I like theatre. Some plays I have attended have literally overwhelmed me or moved me to tears.
I knew that I would never deprive myself of theater seeing the beauty Tit-Cockby Gratien Gélinas, staged by the Théâtre de la Bordée, in Quebec, in 1993. In 2006, in Joliette, the play Gagarin Way, by Scottish playwright Gregory Burke, carried by the disturbing intensity of David Boutin and Stéphane Jacques, embodying factory workers dispossessed of their work, capsized me by forcing me to wonder if the revolt against injustice was doomed to failure. In 2016, the distress of Guy Nadon, an old history teacher with Alzheimer’s in you will remember me, by François Archambault, marked me forever. The theater is powerful, it changes lives.
However, I don’t live in Montreal or Quebec and, as I get older, I’m less and less outgoing. Consequently, my opportunities to see good plays are rare since the theater that travels to the regions, with some exceptions, is essentially commercial in nature.
The pandemic, in this regard, has been good, by encouraging theaters to turn to webcasting and Télé-Québec to present a few plays. Of course, theater on screen may not be as powerful as live theatre, but it’s better than the almost nothing to which fans of the genre in the region are condemned. Quebec produces excellent theatre, but, in the current situation, the latter, for lack of distribution, remains reserved for the privileged. A national cultural policy worthy of the name should include, it seems to me, adequate funding for theatrical tours as well as support for webcasting and television broadcasting of good plays produced here. It’s not just TV series in life.
My favorite solution to satisfy my appetite for theater is therefore to read it. Each year, I reread, for pure pleasure, a few pieces by Molière and Marivaux to revel in this aerial language and this sublime rhythm. I often go back to Gratien Gélinas and Michel Tremblay. Theatrical news also guides my choices. When the Denise-Pelletier Theater presented The Salem Witchesby Arthur Miller, in November 2021, I read this masterpiece at home, before continuing with They were all my sons (1947), another excellent play by the brilliant American playwright. When you have seen a few plays live, when you have a certain sense of theatre, it is quite easy to bring the theater you read to life through your imagination.
Thanks to Leméac publisher, one of the few Quebec houses to publish contemporary theatre, I can discover current plays. In The weight of ants (2022, 88 pages), the playwright David Paquet gives life to two teenagers who find themselves, somewhat reluctantly, thrown into an election for the presidency of their school, which is very poorly ranked in the charts.
Jeanne embodies the youth revolted against advertising, against economic injustice, against the headlong rush of global warming. For her, the fire is on, and the only possible reaction is uncompromising anger. Olivier, he is inhabited by anxiety. In his nightmares, he sees the Earth as a “doom globe”. For him, however, the world is beautiful and deserves to be rescued. The adults around them sink into cowardly weariness and advocate willful blindness as a solution to childhood anxiety. The piece, which is aimed primarily at teenagers, is not exempt from complacency towards the “progressive” clichés of the day, but its lively rhythm somewhat compensates for this irritant.

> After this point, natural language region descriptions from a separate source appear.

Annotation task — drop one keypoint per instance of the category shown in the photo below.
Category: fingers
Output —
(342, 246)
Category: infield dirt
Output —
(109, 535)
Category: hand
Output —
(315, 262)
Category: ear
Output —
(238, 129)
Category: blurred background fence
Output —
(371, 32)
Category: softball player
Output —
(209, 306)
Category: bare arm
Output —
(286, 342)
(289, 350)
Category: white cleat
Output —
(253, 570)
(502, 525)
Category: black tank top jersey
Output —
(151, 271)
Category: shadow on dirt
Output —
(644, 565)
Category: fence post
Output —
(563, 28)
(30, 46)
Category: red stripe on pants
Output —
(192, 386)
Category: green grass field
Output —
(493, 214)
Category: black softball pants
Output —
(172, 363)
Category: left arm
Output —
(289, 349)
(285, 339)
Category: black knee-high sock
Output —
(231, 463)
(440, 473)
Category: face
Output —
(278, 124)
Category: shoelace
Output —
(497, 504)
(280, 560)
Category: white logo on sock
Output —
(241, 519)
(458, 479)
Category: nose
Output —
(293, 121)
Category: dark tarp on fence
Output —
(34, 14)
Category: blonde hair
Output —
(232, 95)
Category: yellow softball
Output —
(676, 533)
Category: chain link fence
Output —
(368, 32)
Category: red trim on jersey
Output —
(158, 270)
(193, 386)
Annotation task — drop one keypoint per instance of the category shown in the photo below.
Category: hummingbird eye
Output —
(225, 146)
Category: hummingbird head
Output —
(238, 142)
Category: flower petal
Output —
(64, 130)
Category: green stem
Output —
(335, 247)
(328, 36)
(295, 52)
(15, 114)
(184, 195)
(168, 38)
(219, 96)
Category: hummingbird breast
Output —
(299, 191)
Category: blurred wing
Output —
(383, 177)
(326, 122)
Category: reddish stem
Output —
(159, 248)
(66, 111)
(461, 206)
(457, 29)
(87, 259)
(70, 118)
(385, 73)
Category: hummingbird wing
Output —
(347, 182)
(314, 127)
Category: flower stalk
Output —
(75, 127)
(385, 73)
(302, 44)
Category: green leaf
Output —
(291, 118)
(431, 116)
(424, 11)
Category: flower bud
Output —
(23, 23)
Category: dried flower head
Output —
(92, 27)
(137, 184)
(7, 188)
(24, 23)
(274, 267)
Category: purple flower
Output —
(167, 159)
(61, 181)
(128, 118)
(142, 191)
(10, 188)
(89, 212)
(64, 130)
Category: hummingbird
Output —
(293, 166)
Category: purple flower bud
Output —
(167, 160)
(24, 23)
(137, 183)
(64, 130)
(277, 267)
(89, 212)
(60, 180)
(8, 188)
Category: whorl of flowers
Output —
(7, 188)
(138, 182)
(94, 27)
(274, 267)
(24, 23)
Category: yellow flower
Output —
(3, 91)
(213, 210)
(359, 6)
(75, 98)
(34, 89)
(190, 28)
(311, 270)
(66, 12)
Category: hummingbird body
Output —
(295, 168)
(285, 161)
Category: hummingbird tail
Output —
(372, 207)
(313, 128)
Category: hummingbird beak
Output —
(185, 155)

“Young Professionals” take center stage in The art of living (2022, 104 pages), by Liliane Gougeon Moisan. The first half of the piece strikes true and strong. It illustrates, with a kind of benevolent irony, the distress of these young adults who are nevertheless privileged, but without an existential compass.
To fill their inner void, they fall back on the expedients promoted by the ambient therapeutic culture. One thinks she will be fine when she has found the ideal arrangement of her furniture, the other spiritualizes her relationship to food, the third seeks salvation through exercise and the last, who is not “well nowhere”, idealizes the life of his farmer grandfather. Sounds like a theatrical version of the song Degenerationsfrom the group Mes Aïeux, with a touch of subtlety.
In the second half of the play, however, the condo in which the four protagonists live collapses and the subject of the play falls apart. We vaguely understand that this generation suffers from a feeling of uselessness, would like to give meaning to their lives in order to be worthy of recognition. On the scene, however, at this stage, she is lost, and so are we.